The world of Kenzera is abundant with characters, unique costume designs, hairstyles and locations. Each locale boasts a creative aesthetic and mood, coupled with special platforming puzzles based on your progression in the game. Regardless of where you are in the game, Tales of Kenzera doesn’t shy away from gorgeous design. The levels are filled with tricky yet springy platforming segments and combat encounters. You’re equipped with a sun mask for up-close melee fights and an ice mask for ranged battles.
For all its visual variety and splendor, Tales of Kenzera is a mechanically difficult game. I found myself constantly struggling with precise platforming puzzles and complex enemy encounters and died more times than I’m too proud to mention.
Through exploration, the game progressively equips you with skills to assist you in combat and traversal, and if it does get easier, it doesn’t mean you won’t hit a roadblock soon after. Tales of Kenzera takes its influence from the Metroidvania genre, which generically emphasizes exploration, challenge, repetition, and an evolving mastery of the world it’s based in. So, yes, it’s slow, frustrating, and forces you to adapt because Tales of Kenzera isn’t simply a game about grief, the game is itself a manifestation of it.
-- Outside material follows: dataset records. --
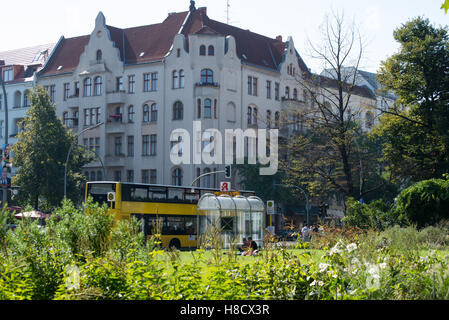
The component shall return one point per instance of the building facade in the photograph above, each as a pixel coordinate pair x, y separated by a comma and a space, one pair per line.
18, 69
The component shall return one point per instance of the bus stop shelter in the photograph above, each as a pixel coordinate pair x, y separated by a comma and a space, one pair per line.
238, 217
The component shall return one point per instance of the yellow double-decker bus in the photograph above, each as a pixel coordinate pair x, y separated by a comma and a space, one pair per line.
174, 207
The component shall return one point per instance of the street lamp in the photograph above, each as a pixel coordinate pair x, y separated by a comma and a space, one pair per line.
70, 151
306, 196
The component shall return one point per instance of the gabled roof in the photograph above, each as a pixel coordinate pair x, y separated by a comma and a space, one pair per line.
151, 43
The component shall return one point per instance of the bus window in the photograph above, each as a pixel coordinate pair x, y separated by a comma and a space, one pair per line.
175, 226
176, 194
191, 225
158, 194
99, 192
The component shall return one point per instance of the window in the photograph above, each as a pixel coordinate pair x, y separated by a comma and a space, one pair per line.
87, 87
178, 110
130, 175
130, 146
199, 108
97, 86
65, 119
119, 84
287, 92
207, 76
211, 51
268, 89
99, 56
177, 177
268, 119
276, 91
175, 82
52, 93
66, 91
154, 112
207, 178
145, 146
181, 79
131, 84
154, 78
153, 145
8, 75
146, 82
131, 114
254, 116
207, 109
153, 176
146, 113
146, 176
118, 146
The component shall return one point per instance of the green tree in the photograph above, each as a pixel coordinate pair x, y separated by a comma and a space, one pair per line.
415, 130
40, 156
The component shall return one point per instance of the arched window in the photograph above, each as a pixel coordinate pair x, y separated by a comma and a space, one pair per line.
178, 111
207, 109
369, 120
131, 114
98, 82
181, 79
99, 55
207, 178
154, 112
207, 76
199, 108
175, 82
254, 116
177, 177
65, 119
87, 87
146, 113
26, 101
17, 99
211, 51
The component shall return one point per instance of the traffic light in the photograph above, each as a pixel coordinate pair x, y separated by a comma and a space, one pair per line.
228, 171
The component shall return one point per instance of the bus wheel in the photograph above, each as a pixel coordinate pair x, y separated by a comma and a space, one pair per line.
175, 243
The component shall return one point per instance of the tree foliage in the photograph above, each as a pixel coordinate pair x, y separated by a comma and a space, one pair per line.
415, 130
40, 156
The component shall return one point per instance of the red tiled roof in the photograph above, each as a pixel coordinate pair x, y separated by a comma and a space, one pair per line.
154, 41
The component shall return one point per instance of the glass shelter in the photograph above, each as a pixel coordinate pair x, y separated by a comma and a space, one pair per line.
238, 217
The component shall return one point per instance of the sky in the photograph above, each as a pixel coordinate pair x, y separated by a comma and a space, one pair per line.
25, 23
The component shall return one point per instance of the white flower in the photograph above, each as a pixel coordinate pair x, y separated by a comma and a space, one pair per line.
351, 247
324, 266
The boss battles are the most exciting parts of the story. They’re varied and complex, and through them, we get the game’s most compelling story beats. As Zau liberates the great spirits of Kenzera, each of them leaves him a unique lesson to process the loss of his father.
I chose to experience the game in KiSwahili, which makes the finer notes of the story and the land’s mythology come alive. Not only do we seldom have video games set in Africa, but even fewer where characters speak in African languages. Zau’s heady rushed delivery, in contrast with Kalunga’s chocolatey baritone, creates some of the more humorous and heartfelt moments throughout the game.
Unfortunately, what should’ve been a welcome breath of fresh air for the gaming world has been mired in controversy from a right-wing faction of gamers:
Under the “Go Woke or Go Broke” banner, tens of thousands of gamers have actively boycotted Tales of Kenzera: Zau due to Abubakar Salim’s association with Sweet Baby Inc., a consulting agency in the gaming industry ensuring diversity, equity and inclusion standards are met in video games.
There’s little available data, but signs show that the boycott has resulted in Tales of Kenzera’s poor sales despite the game’s strong ratings from critics and players. On July 2, it was reported that some of the talented employees at Surgent Studios were laid off. Tales of Kenzera: Zau is a mirror to what large portions of the gaming community look like and has revealed a new culture war in gaming where the most vulnerable people, the workers, are the most severely affected by it. While other games may be too big to fail, it’s smaller independent studios like Surgent Studios and their workers who suffer when caught in the crossfire of a needless culture war.
For African gamers, Tales of Kenzera feels like a godsend, a glimpse of what a more diverse video game industry can look like. Africans and those in its diaspora deserve a place in gaming and for video games to cater to them. If a small, inexpensive passion project can cause this much militancy from reactionary gamers, it shows that they don’t sincerely care about the development of the medium. Modern gaming isn’t harmed by appealing to wider audiences; instead, it’s harmed by gamers.
Tales of Kenzera: Zau is one of the most moving games I’ve played this year, and it might remain one of my favorite experiences in gaming for a very long time. Not just because it beautifully represents cultures almost completely excluded from gaming, but because it touchingly realizes one of life’s most tender and vulnerable experiences. It’s a fun game, for all ages and experience levels to enjoy.